AgentForge.
A VRAM-aware multi-agent code IDE built on Ollama. Seven local models, one consumer GPU, zero cloud.
Overview
AgentForge is a fully local multi-agent code IDE built on Ollama. It coordinates seven specialized models — Manager, Writer, Editor, Tester, Researcher, Reader, Heavy — through a robust code-generation pipeline that culminates in a real, runnable multi-file project.
Engineered and tuned for an RTX 5070 Ti (16 GB GDDR7), the system schedules VRAM as a first-class resource. Small models co-reside in a warm pool; exclusive large models dynamically evict others before loading. A global pipeline lock ensures zero race conditions during inference.
The frontend is a real-time React + ReactFlow canvas where each agent operates as a node. The WebSocket event bus streams thought processes and status changes from the FastAPI backend in real-time, completely replacing the opaque linear chat with a transparent pipeline architecture.
The hard engineering bits.
VRAM-Aware Resource Scheduling
Custom FIFO scheduling and dynamic model loading/unloading to adhere to strict 16GB GDDR7 hardware constraints. Zero cold-load latency between agent hops.
Local RAG & Context Engineering
Dependency-free local retrieval over project files, coupled with selective context passing. Agents only receive the context they need, preventing bloated context windows.
Validator Gates & Fault Tolerance
Built-in guardrails that actively reject empty code, placeholders, and broken JSON, forcing models to self-correct before advancing down the pipeline.
Real-Time ReactFlow Canvas
A node-based visualizer replacing linear chat. WebSocket events instantly animate node interactions, exposing the multi-stage reasoning directly to the user.
Inside the IDE.

The first three seconds.
Dark-mode, technical interface that signals a production-grade environment from the jump. The pitch is clear: a VRAM-aware, multi-agent code IDE built entirely on Ollama. No cloud, no API keys, zero data leaks — trust earned by being honest about the stack.

The command center.
Split-view workspace built around an interactive ReactFlow canvas. Each specialized model is a visual node that lights up and streams thoughts in real-time. Surrounding it: live VRAM allocation, model statuses, run history, and a file explorer mapping out generated projects.

Not a chat log — a graph.
The heart of AgentForge. Instead of an opaque linear chat, each agent is a distinct node. As FastAPI routes tasks, WebSocket events animate the nodes in real-time. Developers can physically trace selective context, see why a request was routed to a specific model, and watch parallel reasoning unfold.

Prompts as live config.
System prompts are dynamic configurations, not hardcoded scripts. Edit any agent's persona, guardrails, or output format directly on the canvas — instantly tune behavior without restarting the backend or losing session context. Prompt engineering at the speed of thought.

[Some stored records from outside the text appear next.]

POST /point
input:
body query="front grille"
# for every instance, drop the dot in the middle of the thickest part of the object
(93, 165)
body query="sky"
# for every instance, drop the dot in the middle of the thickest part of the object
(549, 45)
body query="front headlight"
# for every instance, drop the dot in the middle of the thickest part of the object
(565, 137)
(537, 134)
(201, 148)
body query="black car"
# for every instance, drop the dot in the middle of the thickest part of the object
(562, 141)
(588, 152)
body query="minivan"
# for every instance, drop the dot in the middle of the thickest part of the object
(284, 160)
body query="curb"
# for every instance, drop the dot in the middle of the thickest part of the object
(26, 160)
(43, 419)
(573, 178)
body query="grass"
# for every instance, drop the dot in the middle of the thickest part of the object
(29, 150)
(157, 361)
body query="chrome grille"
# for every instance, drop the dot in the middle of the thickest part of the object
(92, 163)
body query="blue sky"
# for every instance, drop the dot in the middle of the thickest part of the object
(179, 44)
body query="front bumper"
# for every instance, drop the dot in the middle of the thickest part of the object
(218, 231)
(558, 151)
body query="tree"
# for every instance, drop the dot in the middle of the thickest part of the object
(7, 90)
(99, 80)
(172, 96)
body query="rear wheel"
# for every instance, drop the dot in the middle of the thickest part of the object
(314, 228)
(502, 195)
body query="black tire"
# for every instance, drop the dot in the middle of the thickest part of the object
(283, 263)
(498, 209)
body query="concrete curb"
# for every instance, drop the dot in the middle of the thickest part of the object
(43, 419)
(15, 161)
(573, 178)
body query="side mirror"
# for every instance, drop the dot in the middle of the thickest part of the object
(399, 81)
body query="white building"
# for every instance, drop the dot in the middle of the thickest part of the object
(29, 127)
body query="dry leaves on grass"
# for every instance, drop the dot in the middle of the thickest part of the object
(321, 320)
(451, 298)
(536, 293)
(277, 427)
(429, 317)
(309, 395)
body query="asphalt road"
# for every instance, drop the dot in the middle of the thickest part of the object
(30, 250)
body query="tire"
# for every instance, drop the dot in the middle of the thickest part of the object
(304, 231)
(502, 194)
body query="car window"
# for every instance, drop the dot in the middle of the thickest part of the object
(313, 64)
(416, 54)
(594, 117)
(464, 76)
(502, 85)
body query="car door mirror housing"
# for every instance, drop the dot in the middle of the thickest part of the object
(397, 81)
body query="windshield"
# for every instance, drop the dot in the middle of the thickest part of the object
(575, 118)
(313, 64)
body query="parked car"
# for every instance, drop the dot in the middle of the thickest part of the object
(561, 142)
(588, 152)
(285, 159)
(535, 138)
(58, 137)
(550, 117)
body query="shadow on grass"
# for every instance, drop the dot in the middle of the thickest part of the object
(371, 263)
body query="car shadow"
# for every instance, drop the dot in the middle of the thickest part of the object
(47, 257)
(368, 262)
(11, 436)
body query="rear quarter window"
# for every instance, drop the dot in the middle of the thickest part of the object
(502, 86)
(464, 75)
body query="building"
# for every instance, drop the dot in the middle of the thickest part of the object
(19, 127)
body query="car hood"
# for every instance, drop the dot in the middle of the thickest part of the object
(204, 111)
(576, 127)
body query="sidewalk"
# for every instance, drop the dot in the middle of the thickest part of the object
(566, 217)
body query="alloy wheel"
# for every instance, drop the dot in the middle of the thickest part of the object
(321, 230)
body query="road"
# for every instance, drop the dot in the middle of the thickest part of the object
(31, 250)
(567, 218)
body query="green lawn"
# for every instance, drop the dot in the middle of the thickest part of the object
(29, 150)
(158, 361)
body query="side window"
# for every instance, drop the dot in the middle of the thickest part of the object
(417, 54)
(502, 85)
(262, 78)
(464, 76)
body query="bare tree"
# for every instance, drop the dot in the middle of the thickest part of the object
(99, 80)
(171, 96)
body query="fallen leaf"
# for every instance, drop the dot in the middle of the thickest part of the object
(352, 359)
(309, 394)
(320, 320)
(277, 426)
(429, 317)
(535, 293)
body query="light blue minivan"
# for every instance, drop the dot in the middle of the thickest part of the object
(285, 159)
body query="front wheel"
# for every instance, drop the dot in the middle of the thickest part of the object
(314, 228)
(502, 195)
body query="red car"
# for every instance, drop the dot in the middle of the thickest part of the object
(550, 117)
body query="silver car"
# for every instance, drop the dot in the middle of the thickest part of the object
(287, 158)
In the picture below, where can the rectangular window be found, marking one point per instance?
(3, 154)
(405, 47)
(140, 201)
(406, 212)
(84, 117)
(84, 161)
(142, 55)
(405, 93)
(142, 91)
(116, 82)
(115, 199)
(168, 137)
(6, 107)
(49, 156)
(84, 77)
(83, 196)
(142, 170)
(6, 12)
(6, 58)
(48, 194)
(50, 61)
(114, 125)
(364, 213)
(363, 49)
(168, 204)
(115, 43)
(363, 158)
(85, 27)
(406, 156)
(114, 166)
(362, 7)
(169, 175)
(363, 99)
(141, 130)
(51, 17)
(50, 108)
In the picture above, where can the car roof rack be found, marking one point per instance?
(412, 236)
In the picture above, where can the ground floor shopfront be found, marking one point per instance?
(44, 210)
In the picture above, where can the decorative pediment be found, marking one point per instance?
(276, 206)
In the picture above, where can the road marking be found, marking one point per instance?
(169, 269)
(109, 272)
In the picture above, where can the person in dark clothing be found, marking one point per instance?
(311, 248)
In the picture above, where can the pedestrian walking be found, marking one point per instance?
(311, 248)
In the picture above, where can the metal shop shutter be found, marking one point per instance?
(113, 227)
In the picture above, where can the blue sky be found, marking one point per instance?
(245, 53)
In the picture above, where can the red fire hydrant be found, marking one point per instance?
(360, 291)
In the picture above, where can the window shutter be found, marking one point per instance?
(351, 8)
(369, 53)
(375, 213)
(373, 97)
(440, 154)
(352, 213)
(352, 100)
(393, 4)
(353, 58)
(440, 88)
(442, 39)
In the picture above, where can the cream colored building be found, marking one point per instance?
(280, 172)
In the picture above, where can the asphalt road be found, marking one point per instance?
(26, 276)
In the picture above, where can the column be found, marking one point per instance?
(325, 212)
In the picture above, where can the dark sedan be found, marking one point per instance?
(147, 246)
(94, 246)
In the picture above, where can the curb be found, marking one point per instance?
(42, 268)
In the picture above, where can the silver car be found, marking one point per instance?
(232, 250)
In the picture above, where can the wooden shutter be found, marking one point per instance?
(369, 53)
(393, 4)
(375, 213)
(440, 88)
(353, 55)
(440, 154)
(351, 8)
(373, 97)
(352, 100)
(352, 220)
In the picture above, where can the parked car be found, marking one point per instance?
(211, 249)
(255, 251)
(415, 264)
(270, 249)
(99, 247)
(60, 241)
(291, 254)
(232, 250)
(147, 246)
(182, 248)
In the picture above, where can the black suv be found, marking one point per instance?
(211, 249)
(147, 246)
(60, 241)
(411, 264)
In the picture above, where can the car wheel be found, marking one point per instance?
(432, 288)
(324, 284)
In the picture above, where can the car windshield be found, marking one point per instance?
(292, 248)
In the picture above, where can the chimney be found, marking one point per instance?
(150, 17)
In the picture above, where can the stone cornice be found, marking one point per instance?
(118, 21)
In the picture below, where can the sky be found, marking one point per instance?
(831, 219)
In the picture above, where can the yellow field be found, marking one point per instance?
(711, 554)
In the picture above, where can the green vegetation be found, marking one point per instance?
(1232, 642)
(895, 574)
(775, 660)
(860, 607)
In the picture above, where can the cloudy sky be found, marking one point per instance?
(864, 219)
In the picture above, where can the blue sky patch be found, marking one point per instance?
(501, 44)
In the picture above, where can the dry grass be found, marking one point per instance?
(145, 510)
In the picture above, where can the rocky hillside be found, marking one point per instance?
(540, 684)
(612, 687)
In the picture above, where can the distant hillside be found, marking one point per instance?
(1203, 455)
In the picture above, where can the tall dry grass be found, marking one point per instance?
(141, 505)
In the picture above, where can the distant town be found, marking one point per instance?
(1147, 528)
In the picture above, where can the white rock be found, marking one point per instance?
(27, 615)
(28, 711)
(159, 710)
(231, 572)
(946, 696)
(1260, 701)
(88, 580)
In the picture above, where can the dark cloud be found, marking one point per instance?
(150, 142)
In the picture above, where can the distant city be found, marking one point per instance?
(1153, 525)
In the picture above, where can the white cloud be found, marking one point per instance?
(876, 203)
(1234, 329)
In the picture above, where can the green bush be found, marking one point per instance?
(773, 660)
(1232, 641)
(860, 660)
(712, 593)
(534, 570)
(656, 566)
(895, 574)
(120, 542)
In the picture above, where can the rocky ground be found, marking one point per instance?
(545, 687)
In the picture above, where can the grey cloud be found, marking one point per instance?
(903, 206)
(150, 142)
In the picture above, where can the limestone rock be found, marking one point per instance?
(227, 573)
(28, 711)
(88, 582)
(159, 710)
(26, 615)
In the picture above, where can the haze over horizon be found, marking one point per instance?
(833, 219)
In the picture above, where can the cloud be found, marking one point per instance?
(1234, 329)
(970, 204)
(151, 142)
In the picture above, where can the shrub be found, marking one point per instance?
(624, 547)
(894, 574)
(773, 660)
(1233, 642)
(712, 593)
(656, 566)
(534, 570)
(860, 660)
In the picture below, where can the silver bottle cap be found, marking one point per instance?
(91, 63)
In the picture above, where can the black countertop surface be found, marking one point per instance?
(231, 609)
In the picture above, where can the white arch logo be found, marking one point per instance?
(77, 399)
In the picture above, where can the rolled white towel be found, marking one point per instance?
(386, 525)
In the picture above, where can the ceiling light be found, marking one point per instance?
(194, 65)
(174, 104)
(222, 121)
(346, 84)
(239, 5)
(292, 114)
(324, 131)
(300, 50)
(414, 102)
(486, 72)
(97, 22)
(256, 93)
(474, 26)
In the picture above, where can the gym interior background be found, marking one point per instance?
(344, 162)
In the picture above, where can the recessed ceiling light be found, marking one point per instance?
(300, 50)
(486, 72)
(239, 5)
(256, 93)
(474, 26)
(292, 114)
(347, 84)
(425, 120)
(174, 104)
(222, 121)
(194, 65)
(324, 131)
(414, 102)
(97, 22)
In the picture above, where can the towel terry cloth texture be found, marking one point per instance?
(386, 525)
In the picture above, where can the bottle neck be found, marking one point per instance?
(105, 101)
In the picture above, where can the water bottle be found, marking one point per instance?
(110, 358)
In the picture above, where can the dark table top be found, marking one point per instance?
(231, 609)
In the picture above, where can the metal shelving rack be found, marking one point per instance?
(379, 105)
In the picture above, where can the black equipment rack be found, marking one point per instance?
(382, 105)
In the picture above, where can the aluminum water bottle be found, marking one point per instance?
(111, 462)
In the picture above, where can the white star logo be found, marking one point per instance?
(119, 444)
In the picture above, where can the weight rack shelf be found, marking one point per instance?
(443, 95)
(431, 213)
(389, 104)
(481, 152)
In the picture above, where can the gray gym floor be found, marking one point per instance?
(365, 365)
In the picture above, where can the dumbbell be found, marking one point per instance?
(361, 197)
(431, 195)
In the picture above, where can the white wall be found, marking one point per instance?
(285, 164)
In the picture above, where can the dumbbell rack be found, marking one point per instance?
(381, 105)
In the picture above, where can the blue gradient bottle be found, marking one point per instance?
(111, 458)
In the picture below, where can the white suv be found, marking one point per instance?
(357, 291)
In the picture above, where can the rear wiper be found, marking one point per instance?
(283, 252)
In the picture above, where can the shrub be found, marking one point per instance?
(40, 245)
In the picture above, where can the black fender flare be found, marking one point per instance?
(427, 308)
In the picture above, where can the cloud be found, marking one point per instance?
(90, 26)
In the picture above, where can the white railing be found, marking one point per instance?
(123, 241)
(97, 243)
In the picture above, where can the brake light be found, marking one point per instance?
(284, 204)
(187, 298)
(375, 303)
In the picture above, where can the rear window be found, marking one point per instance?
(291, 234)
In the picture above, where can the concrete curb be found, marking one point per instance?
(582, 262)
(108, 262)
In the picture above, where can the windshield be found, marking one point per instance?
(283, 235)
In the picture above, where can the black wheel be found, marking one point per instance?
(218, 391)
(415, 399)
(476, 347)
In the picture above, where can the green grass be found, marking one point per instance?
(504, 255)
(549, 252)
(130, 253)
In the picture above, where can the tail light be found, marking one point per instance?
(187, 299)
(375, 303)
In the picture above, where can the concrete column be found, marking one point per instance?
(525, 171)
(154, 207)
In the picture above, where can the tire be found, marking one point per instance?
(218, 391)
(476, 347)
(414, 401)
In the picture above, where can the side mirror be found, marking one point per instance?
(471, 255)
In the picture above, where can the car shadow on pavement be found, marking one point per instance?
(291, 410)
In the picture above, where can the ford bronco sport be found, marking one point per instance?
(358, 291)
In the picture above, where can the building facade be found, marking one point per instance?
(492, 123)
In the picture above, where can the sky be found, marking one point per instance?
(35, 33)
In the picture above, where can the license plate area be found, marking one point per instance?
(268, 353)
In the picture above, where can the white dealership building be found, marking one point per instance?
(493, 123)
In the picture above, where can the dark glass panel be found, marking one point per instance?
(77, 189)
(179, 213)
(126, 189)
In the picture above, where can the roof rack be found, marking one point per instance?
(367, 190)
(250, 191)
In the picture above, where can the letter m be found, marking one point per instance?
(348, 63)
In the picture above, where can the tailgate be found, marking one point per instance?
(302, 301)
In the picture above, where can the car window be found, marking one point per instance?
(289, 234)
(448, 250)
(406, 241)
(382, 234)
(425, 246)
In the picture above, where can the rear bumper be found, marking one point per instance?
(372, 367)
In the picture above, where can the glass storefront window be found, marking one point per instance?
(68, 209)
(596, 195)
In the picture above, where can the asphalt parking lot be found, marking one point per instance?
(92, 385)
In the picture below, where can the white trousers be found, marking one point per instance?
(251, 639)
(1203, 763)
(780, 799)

Drag a node, VRAM does the rest.
Drag a node, assign a role, wire it in. Behind the scenes, the VRAM-aware scheduler checks if the chosen LLM fits alongside the warm pool; if not, it gracefully evicts idle models before loading. A strategic keep_alive parameter ensures zero cold-load latency when the agent fires.

Tunable to the parameter.
Granular control over each agent: name, role, system prompt, selected model (Llama 3.1 vs Qwen 2.5), inference temperature. Personas persist to local SQLite, so you can shut down, come back weeks later, and iterate on the same fine-tuned agents based on their chat history.

Bypass the pipeline, talk straight to the model.
Not everything needs orchestration. Direct-chat surface for quick queries and rapid prototyping. Also a critical debugging tool: isolate a specific agent outside the pipeline to test edge-case prompts before wiring it back into the main flow.

Output is a runnable project.
Not a wall of text. The pipeline culminates in a fully structured, multi-file project — file tree, Monaco-powered preview, dependency files, run instructions. Saved to the local filesystem, ready to execute. The chat transcript is the byproduct; the code is the artifact.

VRAM, made visible.
Orchestrating heavy LLMs in 16 GB was the hardest part of this project, so the constraint became a first-class feature. A Recharts-powered live timeline shows VRAM over time, per-agent latency, and model load/unload events. The custom scheduler isn't theoretical — you can watch it work.